Vivitrol is only medication labeled for relapse prevention

In a multicenter, randomized clinical trial, former prisoners who received six monthly injections of extended-release naltrexone (Vivitrol, Alkermes, Inc.)––a medication that blocks opioid receptors in the brain––were significantly less likely to resume opioid use than were those who received counseling and referrals to community treatment centers without naltrexone. The study was published online in the New England Journal of Medicine.

The collaborative study included more than 300 men and women with opioid addiction who were treated at five study sites: the University of Pennsylvania in Philadelphia; the New York University Langone Medical Center; the Rhode Island Hospital and Brown University in Providence; the Columbia University Medical Center in New York; and the Friends Research Institute in Baltimore, Maryland.

Of the study participants who received counseling and referrals, 64% relapsed within six months compared with 43% of those treated with long-acting naltrexone. Although some of the participants in the naltrexone group relapsed, they used significantly less heroin and other opioids than did those in the control group. In addition, there were no overdoses in the treatment group compared with five in the control group. One year after the initial study period, the control group had two additional overdoses compared with none in the naltrexone group.

Opioid addiction has become a public health crisis in the United States. According to the Centers for Disease Control and Prevention, drug overdoses, largely from opioids, killed more people than automobile accidents in 2013. Opioid addiction remains disproportionately high in the U.S. criminal justice system populations.
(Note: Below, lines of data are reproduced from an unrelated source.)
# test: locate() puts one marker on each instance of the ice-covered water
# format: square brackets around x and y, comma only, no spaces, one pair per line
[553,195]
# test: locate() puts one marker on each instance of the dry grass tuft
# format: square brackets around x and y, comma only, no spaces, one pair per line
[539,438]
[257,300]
Two opioid substitution strategies––methadone maintenance and buprenorphine maintenance––are effective in reducing relapse and overdose risk among opioid-dependent individuals, but these medications are neither acceptable nor effective for all patients. Naltrexone, an opioid receptor blocker, uses a different mechanism, thus expanding available treatment options for people who are dependent on opioids, according to the authors.

“Dependence on opioids, including heroin and prescription painkillers, is a medical disease that has become increasingly pervasive throughout our urban, suburban, and rural areas and across all socioeconomic groups,” said co-author Edward V. Nunes, MD, a professor of psychiatry at Columbia University. “It is hard to underestimate how deadly and devastating this disease is. It is a top killer of young people. Having another medication that is capable of reducing the risk of relapse and preventing overdoses is critical in the fight against opioid dependence.”

All of the study participants were encouraged to seek community-based treatment, regardless of treatment group, for another year after the initial six-month study period. Community-based treatment often includes counseling and daily therapy with methadone or suboxone––medications that prevent withdrawal symptoms by activating opioid receptors.

Extended-release naltrexone is the most recently FDA-approved product for the treatment of opiate addiction and the only one labeled for the prevention of relapse. A daily, oral form of naltrexone has been on the market since 1994, but adherence to daily pill-taking was often poor. Extended-release naltrexone, approved in 2010, requires only one monthly injection, which circumvents problems with adherence to daily pill-taking, the authors point out.